Тамара на мгновение растерялась. Впервые она поняла и глубоко почувствовала, что значит оскорбить любящего человека.
— Ратх, подожди! — крикнула она вдогонку и выбежала за ним. — Ну, подожди же, прошу тебя! Не обижайся. У меня такой дурной характер.
Вернув его в комнату, она взяла с кровати шапку, погладила каракуль, осмотрела и, подойдя к лампе, довольно улыбнулась:
— У тебя хороший вкус, Ратх, честное слово.
— Ну что, друзья, — предложила Ксения Петровна, — накроем стол и отметим нашу встречу…
Тамара уехала на следующий день вместе с освобождёнными кизыларватцами. Черный большетрубый паровоз, с одним вагоном, перед отходом долго выстаивал у перрона. Отъезжающие сидели в прокуренном буфете, прощались с деповцами. Были тут и члены забастовочного комитета. Напутствовали товарищей: духом не падать — по приезду сразу же браться за дело. Революция, по всем признакам, протянется ещё долго. Россия бушует. Всюду выступления: в городах и в сёлах. Да и здесь ей конца не видно. Солдаты по всей Среднеазиатской железной дороге только начинают подниматься: создают стачечные комитеты, отстраняют от командования офицеров.

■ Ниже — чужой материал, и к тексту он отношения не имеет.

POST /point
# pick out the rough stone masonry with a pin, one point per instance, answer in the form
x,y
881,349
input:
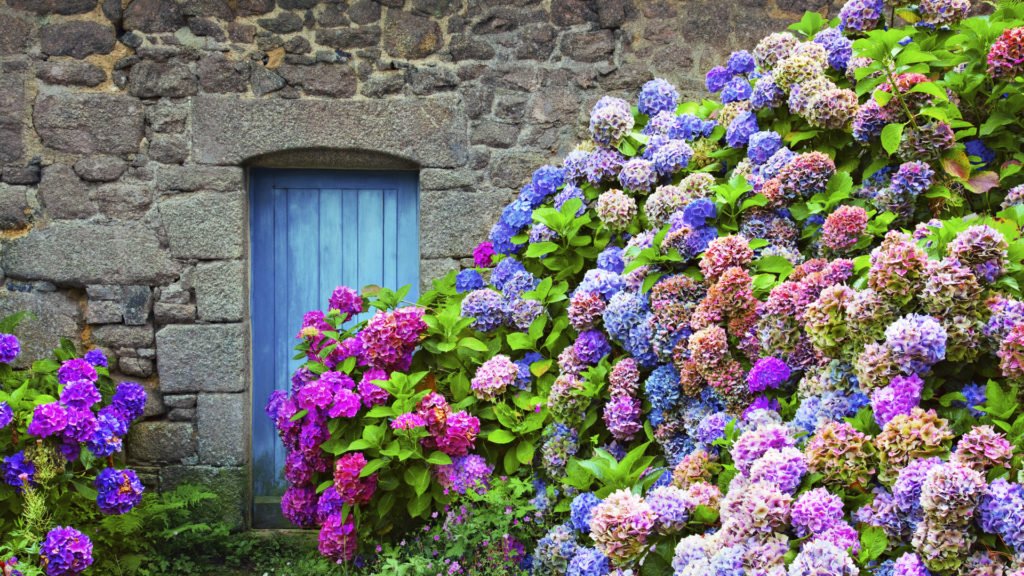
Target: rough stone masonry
x,y
126,127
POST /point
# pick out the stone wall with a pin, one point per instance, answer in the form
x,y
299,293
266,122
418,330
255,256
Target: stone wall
x,y
126,127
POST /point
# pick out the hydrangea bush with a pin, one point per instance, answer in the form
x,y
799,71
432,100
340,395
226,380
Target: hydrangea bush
x,y
779,332
62,422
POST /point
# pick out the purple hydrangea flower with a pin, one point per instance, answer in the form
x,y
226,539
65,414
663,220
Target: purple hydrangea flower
x,y
690,127
740,129
96,358
763,145
698,212
591,346
767,373
736,89
119,491
111,428
6,414
66,551
80,394
899,397
76,369
17,471
717,78
657,95
48,419
611,259
9,347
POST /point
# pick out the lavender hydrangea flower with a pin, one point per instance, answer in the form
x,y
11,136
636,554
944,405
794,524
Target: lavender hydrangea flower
x,y
657,95
119,491
66,551
767,373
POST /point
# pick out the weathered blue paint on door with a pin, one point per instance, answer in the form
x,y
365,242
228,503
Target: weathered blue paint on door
x,y
309,232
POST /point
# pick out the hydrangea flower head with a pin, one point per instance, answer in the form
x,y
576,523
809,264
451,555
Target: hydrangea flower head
x,y
66,551
9,347
657,95
119,491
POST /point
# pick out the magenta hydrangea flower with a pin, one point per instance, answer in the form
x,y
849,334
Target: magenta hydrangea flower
x,y
494,377
1006,58
408,421
6,414
48,419
460,435
844,228
119,491
9,347
338,540
66,551
767,373
76,369
483,254
345,300
352,489
346,404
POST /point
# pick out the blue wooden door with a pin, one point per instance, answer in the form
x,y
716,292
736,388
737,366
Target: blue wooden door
x,y
311,231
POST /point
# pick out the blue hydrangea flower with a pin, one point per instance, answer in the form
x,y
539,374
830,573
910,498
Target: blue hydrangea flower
x,y
838,46
118,491
698,212
602,282
740,62
517,215
717,78
468,280
501,239
736,89
568,193
763,145
657,95
611,259
672,157
740,129
581,510
766,93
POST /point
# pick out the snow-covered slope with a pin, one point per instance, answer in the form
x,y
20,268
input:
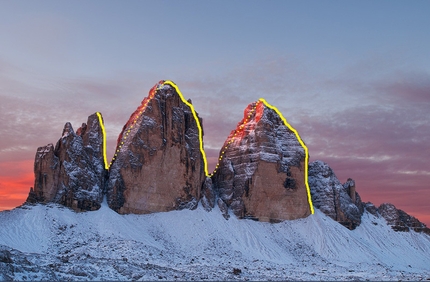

Тамара стояла с Ратхом на перроне: просила, чтобы не скучал по ней и писал почаще письма. Ратх молчал. Подошли Стабровская, Нестеров. Иван Николаевич повел Тамару в комнату телеграфистов, вызвал к аппарату Батракова:
— Гордеич, здравствуй. Как у тебя дела? Приготовься к приёму своих товарищей, освобождённых из тюрьмы. Сообщи отцу Красовской, пусть встречает дочь. Телеграфируй обстановку.
Через некоторое время пришел ответ:
«Приехал бы сам. Творится что-то невероятное. Одни заканчивают бастовать, другие только начинают. Забастовала железнодорожная рота».